Spencer searched the phone for the familiar name. Finding it she looked back up to find that the brunettes body had gone limp.
"Ashley?!" panicked cries erupted "Ashley!" she dropped the phone and held the brunettes face gingerly between her own. "Hold on please" she sobbed, relieved when she saw the brunettes eyes flutter. She picked up the cell phone and dialed Kyla's phone number waiting for her to pick up before pressing it to Ashley's ear.
Spencer's heart ached as Ashley struggled to say her goodbyes and she hated herself even more. How was this any better? She covered her mouth with her hand to silence the broken sobs as she listened to Ashley tell her sister she was scared, listened to Kyla's worried screams as she pulled away the phone.
She watched Ashley slip away again, "Shit, fuck!" she yelled and began to panic. Am I too late again? Always too fucking late! She collapsed over the brunette the weight of her failures falling in heavy drops.
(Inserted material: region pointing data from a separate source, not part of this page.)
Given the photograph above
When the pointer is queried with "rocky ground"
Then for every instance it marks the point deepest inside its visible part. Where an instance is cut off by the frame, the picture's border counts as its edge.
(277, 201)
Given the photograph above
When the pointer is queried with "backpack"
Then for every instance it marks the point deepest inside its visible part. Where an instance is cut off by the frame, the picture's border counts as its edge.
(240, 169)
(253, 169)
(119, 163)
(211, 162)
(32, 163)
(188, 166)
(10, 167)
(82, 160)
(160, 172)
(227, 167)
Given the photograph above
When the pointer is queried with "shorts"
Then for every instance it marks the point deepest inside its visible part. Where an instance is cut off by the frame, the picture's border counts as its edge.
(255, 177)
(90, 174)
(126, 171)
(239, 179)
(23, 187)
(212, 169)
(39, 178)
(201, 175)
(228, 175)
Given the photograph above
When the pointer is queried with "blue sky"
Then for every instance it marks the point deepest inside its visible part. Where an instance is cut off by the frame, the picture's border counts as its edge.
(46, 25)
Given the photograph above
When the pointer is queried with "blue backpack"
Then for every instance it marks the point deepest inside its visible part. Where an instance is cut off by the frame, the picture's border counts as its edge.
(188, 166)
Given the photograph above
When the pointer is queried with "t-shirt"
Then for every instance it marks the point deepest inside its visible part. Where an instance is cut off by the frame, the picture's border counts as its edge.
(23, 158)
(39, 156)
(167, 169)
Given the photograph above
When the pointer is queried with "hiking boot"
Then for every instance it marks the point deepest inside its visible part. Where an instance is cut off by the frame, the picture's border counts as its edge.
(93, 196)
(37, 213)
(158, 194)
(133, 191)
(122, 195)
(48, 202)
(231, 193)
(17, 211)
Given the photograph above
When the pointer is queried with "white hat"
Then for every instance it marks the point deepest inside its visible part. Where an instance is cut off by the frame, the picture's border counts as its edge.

"I'm so sorry. I didn't know. I should have stopped them!" She cried heavily over the still brunette, running her hand over her cheek, letting her tears fall over the face that had haunted her for the las 8 years.
"Spence..."
"I was too late again" she whimpered through her tears.
He bent down and gathered her into his arms where she could safely fall apart as two police officers rushed to Ashley.
"What's that ETA on the medics!" one of the officers yelled into his radio.
"Standby."
"They got a flat another ambulance is on its way already, 1 minute out."
"Shit!" The cop uttered as him an his partner began life saving measures.
He pulled a reluctant Spencer away from the unfolding scene his arm wrapped securely around her shoulders. "Don't you get it Spence. Theres nothing you could have done. They got here 2 minutes later than they would have" he said pointing at the cops "and the ambulance that should have arrived before them got a flat...something so inconsequential and yet life altering for her. There's nothing you could have done. Life, time, it finds a way to right itself."
They stood at the end of the alley as this awful lesson continued to play out. The paramedics sprinted down the alley joining the cops as they desperately tried to work a miracle.
"You shouldn't watch this Spence."
"No, I wont walk away this time." she leaned into him and wondered how anything about this night was right.
"We have a pulse! Let's get her stabilized and on the gurney."